McGraw repeated the time and checked David's address. He had it right.
Returning, book in hand, to where his mother was waiting, David explained, "I got some scratches on my car going down to the beach last night. A guy's going to paint them for me."
"Have it done by a professional, David. I'll help you pay for it."
"Great," he said.
"Not everything is great," she said. Then: "Shall we put off the poem until another time?"
McGraw arrived not long after the hall clock struck the half-hour. David had again cut loose his riders. He took the lawyer to the kitchen. McGraw was wearing the same topcoat. He took it off and put it on the back of a chair and perched the hat on top of it. "It's a good thing I make house calls, isn't it? Any coffee left in the pot?"
David poured half a mugful and heated it in the microwave. McGraw was taking inventory of every convenience in the kitchen-like he was pricing it for a yard sale.
He took the coffee black. "Why don't we start with your side of the story first, David-what really happened to you on the way home?"
"I'm not going to tell you anything," David said.
"In that case, hear this," McGraw said. "A farmer whose address is rural box seventeen on the County Road heard a woman scream out in front of his place after midnight last night. It woke him from a sound sleep. He looked out, thought he saw a car stalled on the road, and decided to call the sheriffs patrol. The call was clocked at twelve-twenty. But on account of the accident on the interstate, the patrol didn't pick up on it till daylight. I went out there myself with Addy Muller, drove him, in fact. He was dead on his feet after a double shift. But the farmer was pissed at how long it took the sheriffs men to show up. I'm telling it to you straight, David…"
David didn't say anything. McGraw took a noisy sip of his coffee. "Addy remembered you kids on the beach and figured you might've been heading home about then.

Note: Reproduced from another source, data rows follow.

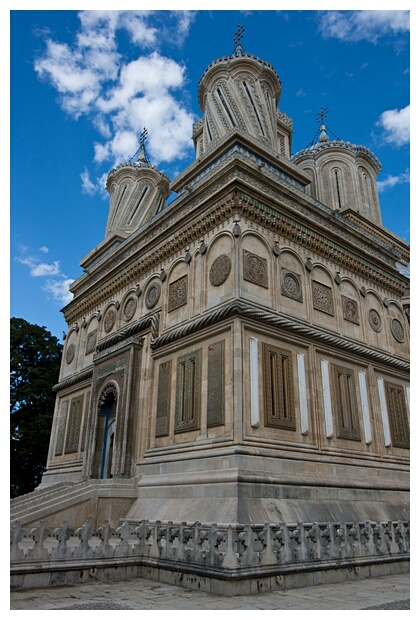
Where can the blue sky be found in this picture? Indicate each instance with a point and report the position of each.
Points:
(83, 85)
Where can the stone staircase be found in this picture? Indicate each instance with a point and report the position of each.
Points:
(75, 502)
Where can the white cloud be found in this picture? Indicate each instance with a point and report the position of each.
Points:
(40, 269)
(120, 98)
(59, 290)
(363, 25)
(87, 186)
(58, 286)
(396, 126)
(391, 181)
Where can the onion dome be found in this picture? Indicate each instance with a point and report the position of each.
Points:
(138, 191)
(343, 174)
(241, 92)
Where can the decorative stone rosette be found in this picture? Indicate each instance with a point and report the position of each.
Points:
(220, 270)
(152, 295)
(255, 269)
(350, 309)
(291, 284)
(397, 330)
(71, 349)
(374, 320)
(322, 298)
(91, 341)
(109, 320)
(129, 308)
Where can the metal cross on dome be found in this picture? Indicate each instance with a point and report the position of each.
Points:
(143, 136)
(237, 38)
(322, 115)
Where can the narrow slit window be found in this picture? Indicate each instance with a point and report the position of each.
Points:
(140, 200)
(254, 107)
(224, 104)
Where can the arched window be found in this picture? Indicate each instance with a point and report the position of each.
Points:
(107, 411)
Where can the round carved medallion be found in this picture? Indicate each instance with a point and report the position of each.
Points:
(255, 269)
(152, 295)
(129, 308)
(375, 320)
(70, 353)
(109, 320)
(350, 310)
(220, 270)
(397, 330)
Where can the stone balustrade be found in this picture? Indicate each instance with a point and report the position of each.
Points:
(210, 549)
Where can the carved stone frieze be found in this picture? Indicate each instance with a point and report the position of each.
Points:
(246, 310)
(109, 320)
(177, 293)
(129, 308)
(91, 341)
(374, 320)
(220, 270)
(397, 330)
(322, 298)
(255, 269)
(152, 295)
(350, 309)
(71, 349)
(291, 284)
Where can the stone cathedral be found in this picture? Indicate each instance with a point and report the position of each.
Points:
(239, 356)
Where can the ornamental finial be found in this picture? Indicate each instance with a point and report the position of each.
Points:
(237, 40)
(320, 117)
(142, 156)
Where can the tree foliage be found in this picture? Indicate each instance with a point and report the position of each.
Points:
(34, 367)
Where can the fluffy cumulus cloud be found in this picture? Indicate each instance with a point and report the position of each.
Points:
(392, 180)
(56, 282)
(395, 125)
(59, 289)
(122, 97)
(363, 25)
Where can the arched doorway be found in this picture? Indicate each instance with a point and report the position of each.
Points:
(105, 433)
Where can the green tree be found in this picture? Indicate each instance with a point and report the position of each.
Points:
(34, 368)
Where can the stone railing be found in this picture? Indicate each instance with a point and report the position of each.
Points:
(211, 550)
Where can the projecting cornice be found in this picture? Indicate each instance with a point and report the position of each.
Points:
(245, 310)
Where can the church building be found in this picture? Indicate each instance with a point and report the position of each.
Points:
(241, 354)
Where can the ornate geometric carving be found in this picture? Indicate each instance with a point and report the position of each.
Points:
(350, 309)
(109, 389)
(291, 284)
(397, 330)
(255, 269)
(322, 298)
(129, 308)
(216, 383)
(91, 341)
(62, 418)
(278, 388)
(177, 293)
(152, 295)
(163, 402)
(398, 416)
(345, 403)
(74, 425)
(374, 319)
(109, 320)
(71, 349)
(220, 270)
(188, 392)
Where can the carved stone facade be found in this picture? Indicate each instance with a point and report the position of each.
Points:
(239, 356)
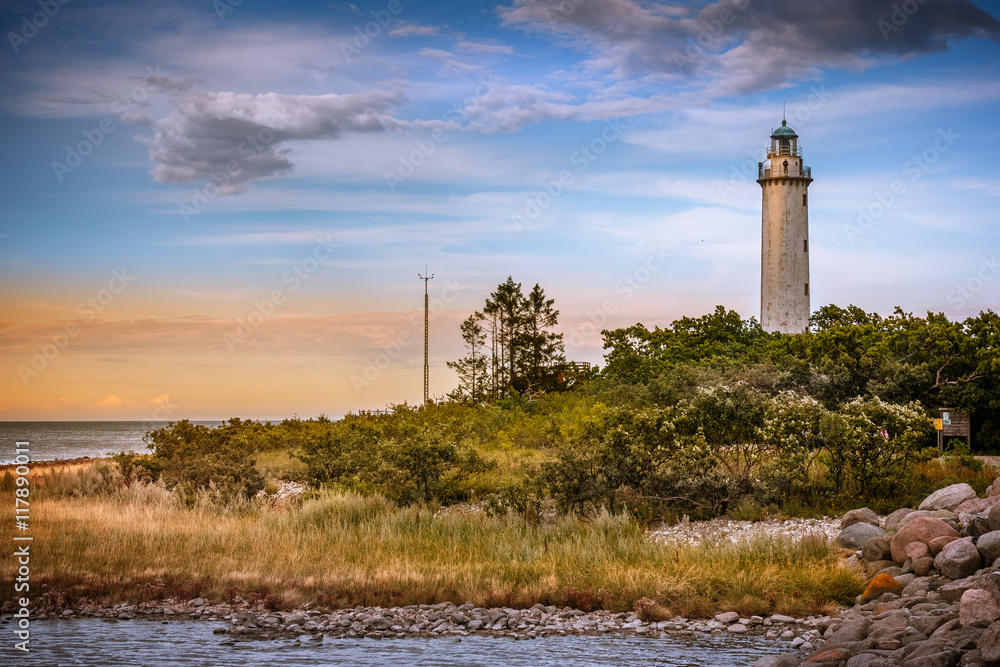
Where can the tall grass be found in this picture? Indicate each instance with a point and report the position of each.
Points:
(139, 543)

He remembered you live in Oak Forest. He asked me if I'd like to look you up while he made the rounds of the hospitals. You were the one he remembered by name and school. He thought you were too young to be running with that crowd.

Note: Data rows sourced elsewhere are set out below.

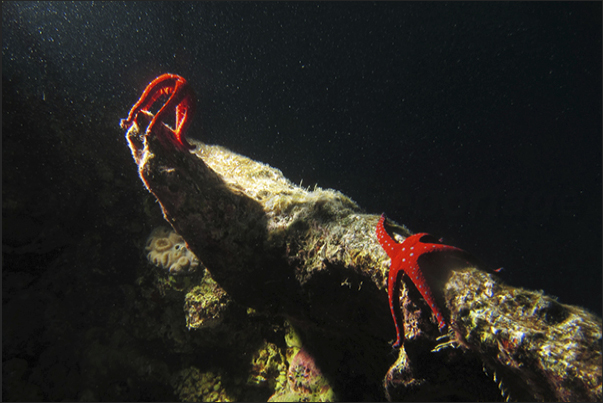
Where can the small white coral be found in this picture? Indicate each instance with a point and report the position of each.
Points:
(167, 250)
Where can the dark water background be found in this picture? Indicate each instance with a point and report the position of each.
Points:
(477, 122)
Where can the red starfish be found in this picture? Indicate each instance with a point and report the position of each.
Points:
(404, 257)
(181, 101)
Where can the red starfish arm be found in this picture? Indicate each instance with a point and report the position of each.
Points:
(393, 292)
(163, 84)
(412, 269)
(182, 102)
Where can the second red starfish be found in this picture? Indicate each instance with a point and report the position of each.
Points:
(404, 259)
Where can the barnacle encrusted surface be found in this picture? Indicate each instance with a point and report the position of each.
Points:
(320, 226)
(539, 348)
(313, 257)
(205, 304)
(167, 250)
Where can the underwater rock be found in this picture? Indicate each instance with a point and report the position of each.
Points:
(167, 250)
(205, 305)
(192, 385)
(313, 256)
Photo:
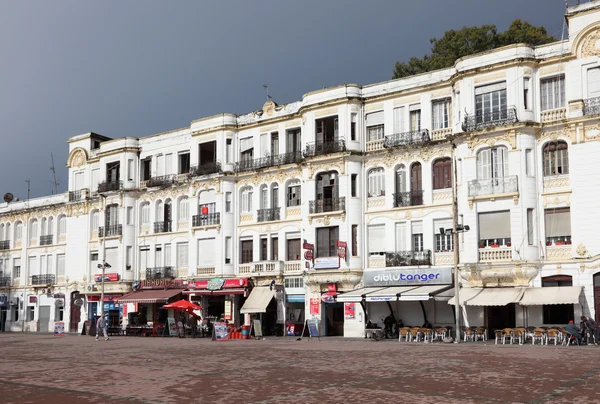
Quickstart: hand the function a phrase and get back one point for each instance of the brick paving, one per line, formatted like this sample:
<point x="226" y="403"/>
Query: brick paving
<point x="39" y="368"/>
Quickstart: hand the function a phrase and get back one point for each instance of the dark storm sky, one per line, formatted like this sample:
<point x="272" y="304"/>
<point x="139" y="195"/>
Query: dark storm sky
<point x="135" y="68"/>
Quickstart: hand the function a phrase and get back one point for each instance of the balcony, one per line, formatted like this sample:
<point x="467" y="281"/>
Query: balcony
<point x="210" y="219"/>
<point x="407" y="138"/>
<point x="162" y="227"/>
<point x="325" y="147"/>
<point x="161" y="181"/>
<point x="494" y="186"/>
<point x="46" y="240"/>
<point x="404" y="199"/>
<point x="591" y="106"/>
<point x="268" y="215"/>
<point x="268" y="161"/>
<point x="110" y="231"/>
<point x="484" y="120"/>
<point x="110" y="186"/>
<point x="327" y="205"/>
<point x="160" y="273"/>
<point x="42" y="280"/>
<point x="408" y="258"/>
<point x="205" y="169"/>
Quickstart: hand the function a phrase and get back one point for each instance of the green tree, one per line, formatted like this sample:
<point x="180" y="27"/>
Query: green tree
<point x="468" y="41"/>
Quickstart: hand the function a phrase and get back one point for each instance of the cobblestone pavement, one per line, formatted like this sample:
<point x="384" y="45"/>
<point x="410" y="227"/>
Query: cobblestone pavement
<point x="39" y="368"/>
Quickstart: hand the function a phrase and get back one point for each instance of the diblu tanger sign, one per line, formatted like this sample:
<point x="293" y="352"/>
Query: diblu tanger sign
<point x="408" y="277"/>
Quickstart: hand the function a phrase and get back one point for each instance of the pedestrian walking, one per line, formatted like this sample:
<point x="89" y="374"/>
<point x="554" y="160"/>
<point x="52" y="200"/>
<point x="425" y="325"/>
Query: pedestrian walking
<point x="101" y="324"/>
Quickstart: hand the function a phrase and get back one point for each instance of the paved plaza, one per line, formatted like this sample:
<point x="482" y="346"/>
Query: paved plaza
<point x="39" y="368"/>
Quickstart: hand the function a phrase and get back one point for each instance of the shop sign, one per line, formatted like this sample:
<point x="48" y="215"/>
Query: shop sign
<point x="408" y="277"/>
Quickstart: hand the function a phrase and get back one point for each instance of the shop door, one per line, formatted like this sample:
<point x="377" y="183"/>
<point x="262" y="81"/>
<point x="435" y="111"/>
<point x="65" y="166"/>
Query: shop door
<point x="44" y="319"/>
<point x="498" y="317"/>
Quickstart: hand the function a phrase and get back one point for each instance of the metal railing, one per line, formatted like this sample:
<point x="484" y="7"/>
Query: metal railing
<point x="408" y="258"/>
<point x="591" y="106"/>
<point x="490" y="119"/>
<point x="206" y="220"/>
<point x="162" y="227"/>
<point x="407" y="138"/>
<point x="46" y="240"/>
<point x="268" y="215"/>
<point x="412" y="198"/>
<point x="109" y="186"/>
<point x="110" y="231"/>
<point x="205" y="169"/>
<point x="494" y="186"/>
<point x="325" y="147"/>
<point x="160" y="273"/>
<point x="43" y="279"/>
<point x="269" y="161"/>
<point x="327" y="205"/>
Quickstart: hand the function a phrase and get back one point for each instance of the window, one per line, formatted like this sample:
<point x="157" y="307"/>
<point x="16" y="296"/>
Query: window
<point x="353" y="188"/>
<point x="355" y="240"/>
<point x="530" y="228"/>
<point x="441" y="114"/>
<point x="376" y="239"/>
<point x="182" y="255"/>
<point x="494" y="229"/>
<point x="246" y="252"/>
<point x="490" y="102"/>
<point x="552" y="92"/>
<point x="556" y="158"/>
<point x="558" y="226"/>
<point x="293" y="249"/>
<point x="326" y="241"/>
<point x="376" y="182"/>
<point x="558" y="313"/>
<point x="293" y="195"/>
<point x="442" y="173"/>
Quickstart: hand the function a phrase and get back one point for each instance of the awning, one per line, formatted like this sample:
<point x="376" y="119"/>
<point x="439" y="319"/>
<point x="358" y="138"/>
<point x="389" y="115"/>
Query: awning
<point x="488" y="296"/>
<point x="150" y="296"/>
<point x="258" y="300"/>
<point x="551" y="295"/>
<point x="355" y="295"/>
<point x="423" y="292"/>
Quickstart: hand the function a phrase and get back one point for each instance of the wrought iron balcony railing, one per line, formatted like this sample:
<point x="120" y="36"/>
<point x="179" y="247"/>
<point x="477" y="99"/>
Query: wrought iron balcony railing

"You didn't want to talk to me, David; you didn't show much respect for the truth either. In other words, you were scared. I can see why.
"It turns out the woman was on her way home from work, tired, late, and she had to relieve herself. No traffic that she could see. She pulled halfway off the road, turned off the lights, and went in front of the car. Now wouldn't you like to take it from there?" David was silent.
"David, there was a witness. You were driving at high speed, came out of nowhere just as she came around from in front of the car. You could have made sausage meat of her, and you didn't even stop."
"I didn't hit her. I know that."
"How do you know?"
"I just do."
"So what do you think happened to her?'
David shook his head.
"But you didn't care as long as you could get away."
"I did care, but I knew I hadn't hit her."
"You knew?" McGraw waited, breathing noisily, a snort.
"What happened to her, mister?" David could feel that terrible tightness in his throat.